If your Lambda function depends on external libraries such as AWS X-Ray SDK, database clients etc. you need to install the packages with the code and zip it all up.

  • For Node.js use npm & “node modules” directory.
  • For Python use pip — target options.
  • For Java include the relevant .jar files.

Upload the zip file straight to Lambda if it’s less than 50MB, otherwise upload to S3.

Native libraries work they need to be compiled on Amazon Linux.

AWS SDK comes with every Lambda function by default.

Concurrent executions

Managing Concurrency

The first time you invoke your function, AWS Lambda creates an instance of the function and runs its handler method to process the event. When the function returns a response, it stays active and waits to process additional events. If you invoke the function again while the first event is being processed, Lambda initializes another instance, and the function processes the two events concurrently.

AWS Lambda Concurrent Executions

Your functions’ concurrency is the number of instances that serve requests at a given time. For an initial burst of traffic, your functions’ cumulative concurrency in a Region can reach an initial level of between 500 and 3000, which varies per Region.

Burst Concurrency Limits:

  • 3000 – US West (Oregon), US East (N. Virginia), Europe (Ireland).
  • 1000 – Asia Pacific (Tokyo), Europe (Frankfurt).
  • 500 – Other Regions.

After the initial burst, your functions’ concurrency can scale by an additional 500 instances each minute. This continues until there are enough instances to serve all requests, or until a concurrency limit is reached.

The default account limit is up to 1000 executions per second, per region (can be increased).

This is a safety feature to limit the number of concurrent executions across all functions in each region per account.

Each invocation over the concurrency limit will trigger a throttle.

TooManyRequestsExeception may be experienced if the concurrent execution limit is exceeded.

You may receive a HTTP status code: 429 and the message is “Request throughput limit exceeded”.

Throttle behavior:

  • For synchronous invocations returns throttle error 429.
  • For asynchronous invocations retries automatically (twice) then goes to a Dead Letter Queue (DLQ).

A DLQ can be an SNS topic or SQS queue.

The original event payload is sent to the DLQ.

The Lambda function needs an IAM role with permissions to SNS / SQS.

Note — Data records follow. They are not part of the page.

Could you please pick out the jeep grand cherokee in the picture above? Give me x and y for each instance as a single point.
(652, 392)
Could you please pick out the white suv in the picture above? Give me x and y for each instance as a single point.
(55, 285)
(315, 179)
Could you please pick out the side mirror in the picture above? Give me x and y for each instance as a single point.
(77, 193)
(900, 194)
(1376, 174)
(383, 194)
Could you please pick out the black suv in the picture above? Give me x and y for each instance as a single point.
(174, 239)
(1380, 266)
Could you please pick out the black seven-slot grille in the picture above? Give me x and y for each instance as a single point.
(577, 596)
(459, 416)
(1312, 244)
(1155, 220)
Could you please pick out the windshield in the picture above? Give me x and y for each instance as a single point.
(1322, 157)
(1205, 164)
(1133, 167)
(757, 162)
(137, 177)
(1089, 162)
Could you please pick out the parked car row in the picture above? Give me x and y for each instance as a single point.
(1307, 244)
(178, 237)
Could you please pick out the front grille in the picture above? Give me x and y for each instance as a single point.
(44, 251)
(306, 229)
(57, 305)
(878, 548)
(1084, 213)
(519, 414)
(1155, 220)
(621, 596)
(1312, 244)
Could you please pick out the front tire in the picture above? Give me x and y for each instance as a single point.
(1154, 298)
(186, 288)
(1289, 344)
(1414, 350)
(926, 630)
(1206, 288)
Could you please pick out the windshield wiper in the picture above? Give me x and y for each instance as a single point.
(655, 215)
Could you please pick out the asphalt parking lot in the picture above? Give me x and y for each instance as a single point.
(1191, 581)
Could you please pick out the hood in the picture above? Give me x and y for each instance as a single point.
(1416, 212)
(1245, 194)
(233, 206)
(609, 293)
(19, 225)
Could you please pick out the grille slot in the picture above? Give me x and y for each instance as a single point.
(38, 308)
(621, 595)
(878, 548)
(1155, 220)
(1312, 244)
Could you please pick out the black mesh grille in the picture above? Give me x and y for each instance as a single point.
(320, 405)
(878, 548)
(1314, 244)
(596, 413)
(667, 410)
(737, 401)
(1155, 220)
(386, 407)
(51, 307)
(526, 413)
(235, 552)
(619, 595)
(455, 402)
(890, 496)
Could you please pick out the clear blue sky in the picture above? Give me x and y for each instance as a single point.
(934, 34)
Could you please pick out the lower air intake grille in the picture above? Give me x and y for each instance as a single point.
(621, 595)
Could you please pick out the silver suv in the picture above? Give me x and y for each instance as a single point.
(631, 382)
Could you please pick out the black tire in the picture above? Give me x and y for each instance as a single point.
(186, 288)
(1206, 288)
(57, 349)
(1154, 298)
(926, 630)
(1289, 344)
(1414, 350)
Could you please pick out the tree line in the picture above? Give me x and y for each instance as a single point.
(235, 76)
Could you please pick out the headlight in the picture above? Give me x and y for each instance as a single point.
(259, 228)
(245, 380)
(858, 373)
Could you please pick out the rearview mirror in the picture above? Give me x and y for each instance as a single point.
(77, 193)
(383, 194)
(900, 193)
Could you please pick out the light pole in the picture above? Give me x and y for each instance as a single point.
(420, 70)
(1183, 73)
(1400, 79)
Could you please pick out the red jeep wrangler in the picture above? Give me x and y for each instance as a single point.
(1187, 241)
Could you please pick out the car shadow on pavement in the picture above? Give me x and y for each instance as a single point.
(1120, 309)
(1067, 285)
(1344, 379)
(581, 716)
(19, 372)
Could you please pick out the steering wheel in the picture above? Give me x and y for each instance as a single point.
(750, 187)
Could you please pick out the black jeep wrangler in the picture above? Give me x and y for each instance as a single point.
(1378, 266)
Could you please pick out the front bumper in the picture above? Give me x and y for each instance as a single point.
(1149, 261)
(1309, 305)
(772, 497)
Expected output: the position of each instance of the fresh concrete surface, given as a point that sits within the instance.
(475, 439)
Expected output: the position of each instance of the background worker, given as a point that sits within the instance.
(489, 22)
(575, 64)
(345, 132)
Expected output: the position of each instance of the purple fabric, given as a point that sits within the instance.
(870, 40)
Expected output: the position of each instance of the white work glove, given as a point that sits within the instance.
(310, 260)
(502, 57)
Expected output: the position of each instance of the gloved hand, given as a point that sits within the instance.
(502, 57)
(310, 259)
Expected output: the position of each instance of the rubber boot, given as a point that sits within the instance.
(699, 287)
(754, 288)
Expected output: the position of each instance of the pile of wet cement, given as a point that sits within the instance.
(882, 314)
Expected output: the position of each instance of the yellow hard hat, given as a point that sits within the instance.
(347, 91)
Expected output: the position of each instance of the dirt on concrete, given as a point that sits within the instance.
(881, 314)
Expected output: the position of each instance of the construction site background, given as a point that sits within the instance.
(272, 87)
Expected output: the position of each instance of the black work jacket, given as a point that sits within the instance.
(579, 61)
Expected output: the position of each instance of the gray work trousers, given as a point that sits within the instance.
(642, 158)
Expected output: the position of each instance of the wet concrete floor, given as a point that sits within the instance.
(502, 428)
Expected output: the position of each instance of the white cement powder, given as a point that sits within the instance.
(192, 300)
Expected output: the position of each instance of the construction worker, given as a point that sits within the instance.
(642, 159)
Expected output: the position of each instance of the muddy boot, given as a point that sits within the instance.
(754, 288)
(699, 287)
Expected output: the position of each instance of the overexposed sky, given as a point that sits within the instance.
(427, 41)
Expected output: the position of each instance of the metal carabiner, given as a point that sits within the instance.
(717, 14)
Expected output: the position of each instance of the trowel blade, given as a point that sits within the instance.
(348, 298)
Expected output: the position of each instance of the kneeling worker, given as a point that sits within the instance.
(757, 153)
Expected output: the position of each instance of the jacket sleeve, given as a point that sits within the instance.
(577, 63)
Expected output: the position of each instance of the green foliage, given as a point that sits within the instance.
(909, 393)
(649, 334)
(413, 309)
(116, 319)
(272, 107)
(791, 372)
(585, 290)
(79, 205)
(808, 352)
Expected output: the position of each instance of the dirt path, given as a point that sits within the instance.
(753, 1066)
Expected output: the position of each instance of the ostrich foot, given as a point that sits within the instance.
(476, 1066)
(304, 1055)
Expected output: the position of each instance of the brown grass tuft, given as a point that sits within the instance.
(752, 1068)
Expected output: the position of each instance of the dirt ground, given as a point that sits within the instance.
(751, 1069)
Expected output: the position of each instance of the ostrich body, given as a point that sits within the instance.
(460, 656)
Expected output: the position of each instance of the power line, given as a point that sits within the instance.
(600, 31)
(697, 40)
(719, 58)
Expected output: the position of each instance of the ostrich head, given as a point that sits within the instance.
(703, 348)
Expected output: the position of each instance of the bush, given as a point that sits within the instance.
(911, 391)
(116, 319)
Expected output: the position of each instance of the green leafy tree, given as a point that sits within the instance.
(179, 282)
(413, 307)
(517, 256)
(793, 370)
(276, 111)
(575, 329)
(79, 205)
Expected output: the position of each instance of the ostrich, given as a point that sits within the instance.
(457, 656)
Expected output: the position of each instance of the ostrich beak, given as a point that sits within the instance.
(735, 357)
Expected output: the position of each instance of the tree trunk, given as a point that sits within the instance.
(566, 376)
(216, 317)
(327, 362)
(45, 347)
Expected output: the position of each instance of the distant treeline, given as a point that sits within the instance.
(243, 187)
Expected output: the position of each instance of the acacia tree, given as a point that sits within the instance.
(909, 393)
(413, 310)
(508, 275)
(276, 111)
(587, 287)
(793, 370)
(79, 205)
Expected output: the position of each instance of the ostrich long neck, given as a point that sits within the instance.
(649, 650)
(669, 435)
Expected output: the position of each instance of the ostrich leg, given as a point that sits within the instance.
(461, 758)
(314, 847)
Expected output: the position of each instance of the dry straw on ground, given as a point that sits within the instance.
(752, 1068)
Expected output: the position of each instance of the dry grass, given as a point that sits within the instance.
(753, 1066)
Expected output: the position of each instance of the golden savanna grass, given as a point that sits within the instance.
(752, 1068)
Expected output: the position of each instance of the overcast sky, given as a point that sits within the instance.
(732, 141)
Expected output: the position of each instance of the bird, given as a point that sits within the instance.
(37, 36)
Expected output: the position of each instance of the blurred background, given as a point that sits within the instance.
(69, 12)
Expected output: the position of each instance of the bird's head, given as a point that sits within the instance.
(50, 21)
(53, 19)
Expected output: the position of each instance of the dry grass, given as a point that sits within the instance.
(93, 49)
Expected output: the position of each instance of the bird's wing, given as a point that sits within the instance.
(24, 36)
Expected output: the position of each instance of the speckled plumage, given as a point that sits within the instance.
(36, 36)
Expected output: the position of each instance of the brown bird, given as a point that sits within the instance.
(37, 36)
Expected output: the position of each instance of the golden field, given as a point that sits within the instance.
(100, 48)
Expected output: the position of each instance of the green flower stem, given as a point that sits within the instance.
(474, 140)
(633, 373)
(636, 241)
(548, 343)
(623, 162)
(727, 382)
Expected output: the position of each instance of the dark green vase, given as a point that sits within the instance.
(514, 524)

Lambda also integrates with X-Ray for debugging.

  • Can trace Lambda with X-Ray.
  • Need to enable in the Lambda configuration and it will run the X-Ray daemon.
  • Use AWS SDK in your code.

Reserved Concurrency

You can set a reserved concurrency at the function level to guarantee a set number of concurrent executions will be available for a critical function.

You can reserve up to the Unreserved account concurrency value that is shown in the console, minus 100 for functions that don’t have reserved concurrency.

To throttle a function, set the reserved concurrency to zero. This stops any events from being processed until you remove the limit.

To reserve concurrency for a function

  1. Open the Lambda console Functions page.
  2. Choose a function.
  3. Under Concurrency, choose Reserve concurrency.
  4. Enter the amount of concurrency to reserve for the function.
  5. Choose Save.

Provisioned Concurrency

When provisioned concurrency is allocated, the function scales with the same burst behavior as standard concurrency.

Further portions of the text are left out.